Moment of Truth: Things I Did While Writing These Last 258 Words
I nicked my ankle shaving a few weeks ago. When I was four or five (they’re interchangeable, really), I fell off a jungle gym and smashed my face on one of the metal bars, breaking my two front baby teeth and soaking the front of my shirt in blood. I looked like a massacre victim; I still remember how hesitant the teacher who got to me first was to touch me. Eli always teases me for how clumsy I am with a razor; the first week we were dating, when smooth legs and fresh breath still mattered, I sliced open my toe after stepping on my Venus and limped for a week. The cut on my ankle wouldn’t stop bleeding and I felt like a wimp, contorted on the floor of my bathroom between the wall and the toilet, my foot above my head, resting on the tank, and my neck and head smashed against the white tile wall. I felt woozy and I checked my two adult front teeth with the tip of my tongue as the blood soaked into my Kleenex (or facial tissue, I don’t know if I’d bought the brand name that particular time). When Eli happened to call in those ten minutes my body was coagulating blood cells and tissue back together, I let it go to voicemail.
Moment of Truth: Things I Did While Writing These Last 223 Words
Apparently, grapefruits mess with your digestive system. Their acids and general makeup make it harder for you to break down nutrients, so if you take vitamins every day, you should avoid eating grapefruit. My roommate told me this right after she told me she wouldn’t trust a doctor with tattoos as we were smoking cigarettes on our balcony last night. She doesn’t trust a girl who’s had sex with more people than her age in years, either, but she trusts me to pay half the rent on time each month. She trusts her dog not to shit on our carpet and the central heat we pump into our rooms to keep her warm. I like chain smoking with Jess. I like to put my feet up on the little table we have outside while she crosses her legs with her free hand in her lap. I wear shorts and sweatshirts when I smoke; she wears a winter coat and boots. She has an electric toothbrush and I don’t. She eats pears, apples, oranges and pineapple, using the rinds as compost whenever she’s back home, and I drink grapefruit juice in my boxers.
Moment of Truth: Things I Did While Writing These Last 192 Words
My mother told me about essences once. Everything has an essence, from items to animals to people. I guess you could call it a soul if you needed to; when we run out, we die. When a thing runs out of essence, it’s time for us to let it go, to give it away, or throw it out. When we use up another person’s, their role in our lives is
over. You’ll move away, end a friendship, or break up. Essences are a part of everyday life and I suppose the idea of them is a coping mechanism. Not everyone is comfortable with change.

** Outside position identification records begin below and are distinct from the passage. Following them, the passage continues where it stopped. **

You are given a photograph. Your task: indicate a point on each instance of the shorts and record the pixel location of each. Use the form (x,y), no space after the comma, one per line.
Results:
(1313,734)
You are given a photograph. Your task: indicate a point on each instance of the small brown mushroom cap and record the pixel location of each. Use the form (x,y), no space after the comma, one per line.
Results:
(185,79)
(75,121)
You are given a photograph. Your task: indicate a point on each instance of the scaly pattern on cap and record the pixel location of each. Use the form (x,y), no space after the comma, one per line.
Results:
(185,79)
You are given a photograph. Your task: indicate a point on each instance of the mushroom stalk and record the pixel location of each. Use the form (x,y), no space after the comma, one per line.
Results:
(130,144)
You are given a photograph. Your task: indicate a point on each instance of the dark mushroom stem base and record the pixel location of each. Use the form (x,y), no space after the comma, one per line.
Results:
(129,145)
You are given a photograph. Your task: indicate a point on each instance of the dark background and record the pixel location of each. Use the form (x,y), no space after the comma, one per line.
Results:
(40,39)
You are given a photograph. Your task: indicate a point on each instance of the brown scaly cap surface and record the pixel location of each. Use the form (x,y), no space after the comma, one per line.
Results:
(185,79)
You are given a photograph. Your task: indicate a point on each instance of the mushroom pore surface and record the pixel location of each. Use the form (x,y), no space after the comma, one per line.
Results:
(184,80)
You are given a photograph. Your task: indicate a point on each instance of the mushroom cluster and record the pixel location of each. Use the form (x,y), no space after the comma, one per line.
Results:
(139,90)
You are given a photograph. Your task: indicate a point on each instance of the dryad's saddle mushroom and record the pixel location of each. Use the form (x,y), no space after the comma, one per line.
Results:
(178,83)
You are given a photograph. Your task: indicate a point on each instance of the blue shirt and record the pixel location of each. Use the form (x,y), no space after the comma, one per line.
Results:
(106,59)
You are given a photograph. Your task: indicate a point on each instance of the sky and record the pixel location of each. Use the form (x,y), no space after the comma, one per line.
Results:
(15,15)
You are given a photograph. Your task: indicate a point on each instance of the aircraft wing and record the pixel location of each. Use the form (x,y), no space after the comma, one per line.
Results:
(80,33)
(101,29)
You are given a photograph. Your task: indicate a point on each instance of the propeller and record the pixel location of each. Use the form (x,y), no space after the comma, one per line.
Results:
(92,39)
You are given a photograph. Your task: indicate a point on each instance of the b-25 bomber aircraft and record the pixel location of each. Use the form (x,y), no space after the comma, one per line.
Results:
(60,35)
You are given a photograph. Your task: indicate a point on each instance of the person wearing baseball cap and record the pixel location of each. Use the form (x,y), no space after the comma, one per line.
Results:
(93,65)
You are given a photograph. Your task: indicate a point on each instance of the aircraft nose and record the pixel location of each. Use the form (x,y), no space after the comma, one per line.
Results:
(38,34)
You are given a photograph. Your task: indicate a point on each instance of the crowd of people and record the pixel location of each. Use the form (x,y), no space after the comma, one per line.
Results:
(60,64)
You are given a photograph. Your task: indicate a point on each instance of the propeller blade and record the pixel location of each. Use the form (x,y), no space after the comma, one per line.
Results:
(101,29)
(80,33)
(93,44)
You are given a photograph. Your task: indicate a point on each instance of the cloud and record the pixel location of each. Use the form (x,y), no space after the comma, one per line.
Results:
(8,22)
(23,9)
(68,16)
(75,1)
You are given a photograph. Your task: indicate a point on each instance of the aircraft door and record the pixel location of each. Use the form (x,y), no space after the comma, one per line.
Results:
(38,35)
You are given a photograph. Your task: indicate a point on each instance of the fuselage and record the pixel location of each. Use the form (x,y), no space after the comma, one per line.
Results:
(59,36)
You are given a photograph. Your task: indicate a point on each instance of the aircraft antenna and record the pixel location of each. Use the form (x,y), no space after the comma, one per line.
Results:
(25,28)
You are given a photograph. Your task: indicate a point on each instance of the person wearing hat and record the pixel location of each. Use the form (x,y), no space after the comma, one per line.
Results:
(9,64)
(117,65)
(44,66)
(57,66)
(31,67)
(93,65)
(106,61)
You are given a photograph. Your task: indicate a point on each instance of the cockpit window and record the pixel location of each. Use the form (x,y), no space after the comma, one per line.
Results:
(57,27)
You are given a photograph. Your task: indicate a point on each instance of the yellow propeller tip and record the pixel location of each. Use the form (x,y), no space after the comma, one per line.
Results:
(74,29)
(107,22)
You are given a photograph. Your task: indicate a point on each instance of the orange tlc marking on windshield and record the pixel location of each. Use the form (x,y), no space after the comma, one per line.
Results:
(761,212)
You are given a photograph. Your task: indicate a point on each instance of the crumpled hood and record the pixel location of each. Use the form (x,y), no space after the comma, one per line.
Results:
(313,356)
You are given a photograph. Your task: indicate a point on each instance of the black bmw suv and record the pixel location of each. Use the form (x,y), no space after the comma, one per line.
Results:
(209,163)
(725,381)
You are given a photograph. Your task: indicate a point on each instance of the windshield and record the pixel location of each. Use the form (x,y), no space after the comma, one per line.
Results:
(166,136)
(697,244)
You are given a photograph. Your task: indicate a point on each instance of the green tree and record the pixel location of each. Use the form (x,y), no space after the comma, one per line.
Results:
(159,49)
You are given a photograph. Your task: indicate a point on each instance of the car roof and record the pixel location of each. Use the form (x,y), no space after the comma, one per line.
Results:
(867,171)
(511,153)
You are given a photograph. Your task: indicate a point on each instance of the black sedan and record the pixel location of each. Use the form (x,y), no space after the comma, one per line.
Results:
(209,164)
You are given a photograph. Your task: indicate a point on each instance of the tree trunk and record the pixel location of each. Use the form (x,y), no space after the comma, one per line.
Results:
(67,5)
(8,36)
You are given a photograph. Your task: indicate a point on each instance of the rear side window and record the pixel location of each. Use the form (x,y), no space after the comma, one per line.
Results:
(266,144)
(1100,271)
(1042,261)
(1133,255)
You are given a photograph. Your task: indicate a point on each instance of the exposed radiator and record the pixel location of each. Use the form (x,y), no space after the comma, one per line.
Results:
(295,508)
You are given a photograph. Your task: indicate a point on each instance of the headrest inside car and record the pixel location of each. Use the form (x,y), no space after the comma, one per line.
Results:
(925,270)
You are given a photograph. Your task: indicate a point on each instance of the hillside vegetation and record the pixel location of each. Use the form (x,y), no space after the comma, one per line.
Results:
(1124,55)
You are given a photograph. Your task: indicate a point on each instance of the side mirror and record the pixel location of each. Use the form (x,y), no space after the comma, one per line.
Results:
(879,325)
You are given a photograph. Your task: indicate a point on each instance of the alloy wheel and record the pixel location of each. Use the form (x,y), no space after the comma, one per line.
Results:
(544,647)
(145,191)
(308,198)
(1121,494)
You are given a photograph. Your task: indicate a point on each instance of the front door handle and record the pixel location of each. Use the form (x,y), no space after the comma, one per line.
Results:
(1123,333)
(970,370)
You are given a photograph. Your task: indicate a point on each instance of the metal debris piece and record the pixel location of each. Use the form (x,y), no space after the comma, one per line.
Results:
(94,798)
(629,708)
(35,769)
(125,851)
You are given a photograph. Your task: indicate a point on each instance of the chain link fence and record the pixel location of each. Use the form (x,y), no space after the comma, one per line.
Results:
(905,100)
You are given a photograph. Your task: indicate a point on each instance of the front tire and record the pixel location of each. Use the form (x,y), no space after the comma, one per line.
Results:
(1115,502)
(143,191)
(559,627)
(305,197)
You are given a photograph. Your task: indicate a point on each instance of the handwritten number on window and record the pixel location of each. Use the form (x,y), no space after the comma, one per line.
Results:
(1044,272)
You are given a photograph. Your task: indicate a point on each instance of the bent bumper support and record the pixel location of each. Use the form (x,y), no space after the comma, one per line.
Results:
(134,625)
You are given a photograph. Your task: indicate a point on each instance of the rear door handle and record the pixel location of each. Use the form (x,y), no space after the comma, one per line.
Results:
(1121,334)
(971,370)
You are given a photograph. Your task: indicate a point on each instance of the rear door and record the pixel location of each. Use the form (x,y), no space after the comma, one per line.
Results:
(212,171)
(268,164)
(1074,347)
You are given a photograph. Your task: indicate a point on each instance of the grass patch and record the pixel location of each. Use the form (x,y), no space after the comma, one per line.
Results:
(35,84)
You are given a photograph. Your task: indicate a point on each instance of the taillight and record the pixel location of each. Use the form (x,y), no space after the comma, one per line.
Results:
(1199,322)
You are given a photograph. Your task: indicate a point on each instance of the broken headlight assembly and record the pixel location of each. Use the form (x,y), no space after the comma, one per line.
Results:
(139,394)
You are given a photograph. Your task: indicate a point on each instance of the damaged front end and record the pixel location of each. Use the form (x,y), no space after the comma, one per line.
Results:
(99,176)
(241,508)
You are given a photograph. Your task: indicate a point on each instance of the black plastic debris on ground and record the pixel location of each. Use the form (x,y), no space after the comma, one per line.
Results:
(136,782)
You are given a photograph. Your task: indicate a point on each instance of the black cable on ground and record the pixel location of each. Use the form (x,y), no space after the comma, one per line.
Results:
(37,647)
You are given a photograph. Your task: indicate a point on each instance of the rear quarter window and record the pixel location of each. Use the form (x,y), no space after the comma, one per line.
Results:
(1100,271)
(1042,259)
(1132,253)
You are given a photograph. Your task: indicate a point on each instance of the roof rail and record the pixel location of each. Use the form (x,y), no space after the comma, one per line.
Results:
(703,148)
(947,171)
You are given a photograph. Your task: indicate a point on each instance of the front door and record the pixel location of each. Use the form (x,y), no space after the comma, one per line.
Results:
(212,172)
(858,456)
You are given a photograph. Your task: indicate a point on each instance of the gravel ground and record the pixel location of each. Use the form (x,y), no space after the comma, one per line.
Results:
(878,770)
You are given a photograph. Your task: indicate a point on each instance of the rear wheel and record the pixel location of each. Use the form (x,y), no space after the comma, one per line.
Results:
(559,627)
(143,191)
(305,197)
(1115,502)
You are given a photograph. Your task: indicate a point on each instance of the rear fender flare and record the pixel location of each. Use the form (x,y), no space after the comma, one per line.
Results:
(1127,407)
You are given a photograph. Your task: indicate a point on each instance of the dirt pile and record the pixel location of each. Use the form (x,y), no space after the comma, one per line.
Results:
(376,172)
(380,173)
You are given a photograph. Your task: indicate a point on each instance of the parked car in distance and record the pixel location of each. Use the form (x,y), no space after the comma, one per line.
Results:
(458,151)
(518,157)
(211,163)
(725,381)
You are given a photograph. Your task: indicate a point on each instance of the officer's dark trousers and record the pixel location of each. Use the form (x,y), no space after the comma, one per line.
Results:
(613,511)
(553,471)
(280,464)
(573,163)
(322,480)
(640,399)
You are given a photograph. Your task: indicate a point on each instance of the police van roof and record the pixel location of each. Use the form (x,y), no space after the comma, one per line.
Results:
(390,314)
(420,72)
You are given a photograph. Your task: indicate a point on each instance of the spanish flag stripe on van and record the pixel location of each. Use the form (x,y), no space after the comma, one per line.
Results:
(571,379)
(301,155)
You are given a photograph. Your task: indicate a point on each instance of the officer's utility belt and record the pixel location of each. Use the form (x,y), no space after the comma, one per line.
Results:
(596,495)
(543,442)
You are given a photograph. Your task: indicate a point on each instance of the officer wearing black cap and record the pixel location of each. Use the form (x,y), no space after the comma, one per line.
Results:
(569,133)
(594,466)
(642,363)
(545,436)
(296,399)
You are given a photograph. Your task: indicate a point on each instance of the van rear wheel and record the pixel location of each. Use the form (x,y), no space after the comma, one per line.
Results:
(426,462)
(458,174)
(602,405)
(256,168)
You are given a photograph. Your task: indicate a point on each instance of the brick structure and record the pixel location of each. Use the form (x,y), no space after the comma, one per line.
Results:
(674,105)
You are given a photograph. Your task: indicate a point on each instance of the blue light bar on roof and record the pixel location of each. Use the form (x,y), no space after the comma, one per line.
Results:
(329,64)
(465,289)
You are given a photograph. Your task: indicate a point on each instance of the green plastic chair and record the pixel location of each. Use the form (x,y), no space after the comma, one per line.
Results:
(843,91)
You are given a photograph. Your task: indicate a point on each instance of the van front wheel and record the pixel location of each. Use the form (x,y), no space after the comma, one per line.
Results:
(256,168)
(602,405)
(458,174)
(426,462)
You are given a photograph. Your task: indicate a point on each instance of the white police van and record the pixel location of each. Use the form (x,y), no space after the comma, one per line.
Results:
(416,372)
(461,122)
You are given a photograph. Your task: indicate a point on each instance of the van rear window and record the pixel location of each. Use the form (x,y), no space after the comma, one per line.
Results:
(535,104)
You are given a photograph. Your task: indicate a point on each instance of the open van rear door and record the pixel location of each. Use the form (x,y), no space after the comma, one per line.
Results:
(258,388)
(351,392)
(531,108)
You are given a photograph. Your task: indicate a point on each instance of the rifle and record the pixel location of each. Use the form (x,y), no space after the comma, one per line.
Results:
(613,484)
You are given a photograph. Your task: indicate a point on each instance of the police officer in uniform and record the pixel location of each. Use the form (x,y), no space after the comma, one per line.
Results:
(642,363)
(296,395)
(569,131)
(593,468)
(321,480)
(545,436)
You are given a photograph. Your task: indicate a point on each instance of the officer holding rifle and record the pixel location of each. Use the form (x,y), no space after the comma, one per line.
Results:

I get migraine headaches a lot; during my freshman and sophomore years in college I suffered through several kidney infections and I broke both my leg and my wrist in high school. When I complained about the pain, my mother always told me to “breathe through that body part.” Imagine your breath moving through the muscle, bone or
area that hurts. Take deep breaths and close your eyes, she’d tell me. Concentrate on healing. Hear the breath in your nose and imagine that windy sound within your body. Try it sometime; it works.